Apollo was a sun-god and he fought and conquered
the serpent of night. Baldur was a sun-god. He was in love with the
Dawn -- a maiden. Chrishna was a sun-god. At his birth the Ganges was
thrilled from its source to the sea, and all the trees, the dead as
well as the living, burst into leaf and bud and flower. Hercules was
a sun-god and so was Samson, whose strength was in his hair -- that
is to say, in his beams. He was shorn of his strength by Delilah, the
shadow -- the darkness. Osiris, Bacchus, and Mithra, Hermes, Buddha,
and Quetzalcoatl, Prometheus, Zoroaster, and Perseus, Cadom, Lao-tsze,
Fo-hi, Horus and Rameses, were all sun- gods.

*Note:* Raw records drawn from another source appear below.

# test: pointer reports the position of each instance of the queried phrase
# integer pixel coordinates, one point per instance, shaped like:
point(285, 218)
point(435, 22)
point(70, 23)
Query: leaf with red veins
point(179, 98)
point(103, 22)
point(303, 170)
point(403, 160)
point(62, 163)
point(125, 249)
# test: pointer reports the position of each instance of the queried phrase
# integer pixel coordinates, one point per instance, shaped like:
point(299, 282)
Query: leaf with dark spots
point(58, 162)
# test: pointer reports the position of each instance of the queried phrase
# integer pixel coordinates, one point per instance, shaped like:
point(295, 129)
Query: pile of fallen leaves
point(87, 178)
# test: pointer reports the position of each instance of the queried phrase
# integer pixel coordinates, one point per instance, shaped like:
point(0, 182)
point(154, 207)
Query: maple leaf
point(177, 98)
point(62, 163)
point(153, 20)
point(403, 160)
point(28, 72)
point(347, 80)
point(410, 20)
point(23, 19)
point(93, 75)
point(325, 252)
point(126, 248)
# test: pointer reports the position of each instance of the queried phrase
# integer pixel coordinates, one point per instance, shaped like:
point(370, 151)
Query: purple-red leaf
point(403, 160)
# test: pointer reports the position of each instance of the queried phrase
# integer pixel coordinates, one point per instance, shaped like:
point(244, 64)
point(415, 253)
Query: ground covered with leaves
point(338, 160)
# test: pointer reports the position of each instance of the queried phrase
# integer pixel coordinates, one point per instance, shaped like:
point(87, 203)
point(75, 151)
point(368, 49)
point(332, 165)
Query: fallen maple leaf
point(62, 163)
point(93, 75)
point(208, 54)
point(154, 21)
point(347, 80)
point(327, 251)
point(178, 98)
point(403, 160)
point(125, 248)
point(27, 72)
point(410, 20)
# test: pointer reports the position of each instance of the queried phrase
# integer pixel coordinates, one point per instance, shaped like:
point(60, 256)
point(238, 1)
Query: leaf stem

All of these gods had gods for fathers and their
mothers were virgins. The births of nearly all were announced by stars,
celebrated by celestial music, and voices declared that a blessing had
come to the poor world. All of these gods were born in humble places
-- in caves, under trees, in common inns, and tyrants sought to kill
them all when they were babes. All of these sun-gods were born at the
winter solstice -- on Christmas. Nearly all were worshiped by "wise
men." All of them fasted for forty days -- all of them taught in
parables -- all of them wrought miracles -- all met with a violent death,
and all rose from the dead.
The history of these gods is the exact history
of our Christ.
This is not a coincidence -- an accident. Christ
was a sun-god. Christ was a new name for an old biography -- a survival
-- the last of the sun-gods. Christ was not a man, but a myth -- not
a life, but a legend.
I found that we had not only borrowed our Christ
-- but that all our sacraments, symbols and ceremonies were legacies
that we received from the buried past. There is nothing original in
Christianity.
*****
Suppose we had a man in this country who could
control the wind, the rain and lightning, and suppose we elected him
to govern these things, and suppose that he allowed whole States to
dry and wither, and at the same time wasted the rain in the sea. Suppose
that he allowed the winds to destroy cities and to crush to shapelessness
thousands of men and women, and allowed the lightnings to strike the
life out of mothers and babes. What would we say? What would we think
of such a savage?
And yet, according to the theologians, this is
exactly the course pursued by God.
*****
Let us be true to ourselves -- true to the facts
we know, and let us, above all things, preserve the veracity of our
souls.
If there be gods we cannot help them, but we can assist our fellow-men.
We cannot love the inconceivable, but we can love wife and child and
friend.
We can be as honest as we are ignorant. If we are, when asked what is
beyond the horizon of the known, we must say that we do not know. We
can tell the truth, and we can enjoy the blessed freedom that the brave
have won. We can destroy the monsters of superstition, the hissing snakes
of ignorance and fear. We can drive from our minds the frightful things
that tear and wound with beak and fang. We can civilize our fellow-men.
We can fill our lives with generous deeds, with loving words, with art
and song, and all the ecstasies of love. We can flood our years with
sunshine -- with the divine climate of kindness, and we can drain to
the last drop the golden cup of joy.